Сенька видел в правой руке попа деревянный черный крест, высоко поднятый, в левой поп держал тяжелое кропило и так им махал, что двенадцать стрельцов не могли с попом совладать. Сеньке хотелось подраться, но он не знал, за кого идти: за попа или стрельцов, и еще тать в виду… Подьячий привел стрельцов, много их было, они навалились на попа, сбили с ног. Поп глухо, как из бочки, бубнил, когда его распластали в грязи:
– Добро су! За волосы волокут Никоновы доброхоты… ребра ломят! Так-то нам за веру Иисусову…
Толпу разогнали. Попа привязали к телеге вервями.
Сенька заспешил домой, сторожа запирали по городу[13] решетки. Когда он пришел, то мать Секлетея Петровна заставила умыть руки и стать на молитву:
«Чего боялся – на то налез…» – подумал Сенька, но скоро кончил молитву – пришел тать и брат Петруха, а с ними приволокся хромой монах.
– Будь гостем, отец Анкудим! – сказал тать.
– Спаси, сохрани… укрыли от темной ночи, от лихих людей. Можно на Иверское мне на подворье[14], да там перекрой идет…
Брат Петруха, ставя мушкет в угол, спросил:
– Нешто ты их боишься, лихих-то? Что с тебя, святого, содрать!
Тать сказал:
– Не святой! Чего грешишь! Был купец, государев акциз[15] утаил, а за то на Ивановой на козле бит кнутом[16] двожды…
– То, Лазарь Палыч, горькая правда! Животишки мои до едина пуха отписали на великого государя[17]…
Все помолились и сели за стол.
– Ну, и дело у тебя, я чул, отец, было с протопопом…
– Дело, Петруха, дело – колесом задело… не мое то дело – я глядел только, как бились стрельцы иного приказа…
– Поди теперь далеко угонят Аввакума?
– Ковать зачали да за приставы взяли, чай, не близко утянут.
– Ой, бедной, ой, страдалец! – сказала мать и перекрестилась.
– Молились бы по старине, спаси, богородице, а то, вишь, Никон указал старые служебники жечь… Оле! добрые хозяева – лют Никон и монасей не милует, величает бражниками…
Тать слушал монаха, зевнул, покрестил рот:
– Гордостью обуян аки сатана!
Мать отошла к печи, вернувшись, подала чашку щей.
– Чернцу, – он ведь смиренник, – надо бы постное, – прибавил тать. Монах замахал руками:
– Живу в миру… вкушаю, что сошлось – грех не в уста, из уст идет он.
– Тата, ешь да молчи больше, – сказал Петруха, – брусишь о патриархе не ладно.
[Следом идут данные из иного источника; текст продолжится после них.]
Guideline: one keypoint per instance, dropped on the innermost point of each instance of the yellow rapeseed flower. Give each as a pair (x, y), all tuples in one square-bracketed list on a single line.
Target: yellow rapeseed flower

– Ништо, Петра! Анкудим на меня «слова государева» не скажет.[18]
– Ой ли?
– Много сородников моих Никон погубил, богородице, храни– сам зол я… зол… мне ли с наветами на добрых людей идти?
Мать Секлетея к концу ужина сходила в подклет. Сенька боялся подклета – там крысы. Принесла малый жбан пива. Кроме Сеньки, всем разлила пиво в оловянные ковшики. У монаха, – видел Сенька, – дрожали руки, он пиво плескал на скатерть, крестился, пил и наливал сам, а потом громко, будто себе, хмельным голосом заговорил:
– Иконы, мощи волокет на Москву… сие деет все чести для своей… ужо изойдет от того Никонова велеумия зло велие – оле-о! Изошла когда-то неправда при деде царя Грозного Ивана ересь[19], жидовинами рекомая… Богородицу не почитали, креста животворящего не признавали же, а лаяли о кресте, что оный есте виселица…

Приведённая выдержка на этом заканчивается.